Guy Maddin: frenesí primitivo y posmoderno
Maddin desea ser un cineasta reconocible y que no llame a engaño: sus imágenes, sus sonidos y los ritmos que los entremezclan deben, antes de arrancar, vocear su condición de artesano de espaldas a la realidad, la verosimilitud y la contención: el encuadre ya no es ventana desde la que mejor mirar el mundo, sino lienzo en el que se pinta desde la imaginación creadora, y la de Maddin está atestada de referencias al cine del exceso plástico, coreográfico y pasional. Por un lado la poética del cine mudo, invocada para participar de su plus fantasmagórico y de su naturaleza descentrada; por otro, los autores de la urgencia seriada (del serial primitivo a la serie B norteamericana), y del melodrama desaforado y aéreo (Borzage, Sternberg, Sirk). Ingredientes todos que finalizan hechos papilla en la misma batidora posmoderna que fragmenta los estilos que después serán servidos en artificial hilvanado (se trata de otra dimensión frankensteiniana de las máquinas del cine, opuesta a la que Burch viera en la base fotográfica que hacía, de nuevo, aparecer y moverse al ya fallecido). El cine, así, no hace sino perseguir el destino artístico que en él viera Arnheim: sería arte en tanto evitara su naturaleza registradora, generadora de huellas e índices de lo real. Maddin sigue esta línea, pero en él pesan, lógicamente, las décadas, y ya el gesto estilizado y barroco se filtra a través del ojo resabiado, y la sobreimpresión elegante e inefable va seguida, por ejemplo, del pasaje granguiñolesco y gore.
Se editan, entre nosotros, dos de sus largometrajes y un puñado de cortos. Dracula: pages from a virgin's diary es el efecto de llevar a la pantalla -al estilo Maddin- un ballet sobre el clásico de Stoker, y The saddest music in the world, un melodrama familiar proyectado sobre un multitudinario e internacional concurso que persigue, con fines aviesos, encontrar, en tiempos de depresión y prohibición, la canción más triste del mundo.
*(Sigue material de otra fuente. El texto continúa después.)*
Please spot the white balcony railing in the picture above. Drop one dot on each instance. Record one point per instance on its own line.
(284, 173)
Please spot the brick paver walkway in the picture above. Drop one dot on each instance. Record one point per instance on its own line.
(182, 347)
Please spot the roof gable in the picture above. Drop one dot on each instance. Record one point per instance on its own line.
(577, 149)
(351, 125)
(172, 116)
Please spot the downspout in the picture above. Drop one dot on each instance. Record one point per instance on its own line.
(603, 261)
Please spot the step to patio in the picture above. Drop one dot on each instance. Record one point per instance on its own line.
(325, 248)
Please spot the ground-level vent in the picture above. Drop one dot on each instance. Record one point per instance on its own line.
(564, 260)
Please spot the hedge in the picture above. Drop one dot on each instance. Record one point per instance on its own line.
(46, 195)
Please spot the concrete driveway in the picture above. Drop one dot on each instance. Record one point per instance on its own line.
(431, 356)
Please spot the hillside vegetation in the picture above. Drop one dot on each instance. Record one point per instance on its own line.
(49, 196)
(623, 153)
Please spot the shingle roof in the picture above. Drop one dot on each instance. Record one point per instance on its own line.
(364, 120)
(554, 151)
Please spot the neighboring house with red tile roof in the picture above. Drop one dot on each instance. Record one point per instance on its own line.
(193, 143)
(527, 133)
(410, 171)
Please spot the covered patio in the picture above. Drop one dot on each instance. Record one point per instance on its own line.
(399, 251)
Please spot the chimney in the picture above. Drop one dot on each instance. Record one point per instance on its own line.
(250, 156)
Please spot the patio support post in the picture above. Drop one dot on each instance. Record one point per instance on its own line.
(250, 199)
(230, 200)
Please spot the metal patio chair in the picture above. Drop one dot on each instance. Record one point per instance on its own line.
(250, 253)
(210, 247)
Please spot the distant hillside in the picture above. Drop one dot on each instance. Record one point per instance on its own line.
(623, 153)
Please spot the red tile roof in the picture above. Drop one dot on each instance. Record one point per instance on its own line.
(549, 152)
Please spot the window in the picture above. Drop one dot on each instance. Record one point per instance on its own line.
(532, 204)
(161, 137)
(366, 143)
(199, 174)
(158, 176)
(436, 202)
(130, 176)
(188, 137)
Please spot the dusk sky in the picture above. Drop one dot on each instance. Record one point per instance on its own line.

Muda la primera, y muy sonora la segunda, en ambas habita una extraña melancolía -determinada por el peso intertextual y, uno intuye y luego confirma, por la infancia y vida en familia del niño y joven Maddin- que encuentra el punto de fuga en apartes de frenesí liberador y catártico: es indudable que Maddin se maneja mucho mejor en el metraje corto, y sus largos se elevan cuando la forma deviene exaltada y dionisiaca (como las concentradas minipelículas The heart of the world o Sissy boy slap party).
Al final, a uno sólo le queda preguntarse sobre el porqué de tantos tipos raros en Canadá: Egoyan, Cronenberg, Maddin... Cine de soledad y sueño.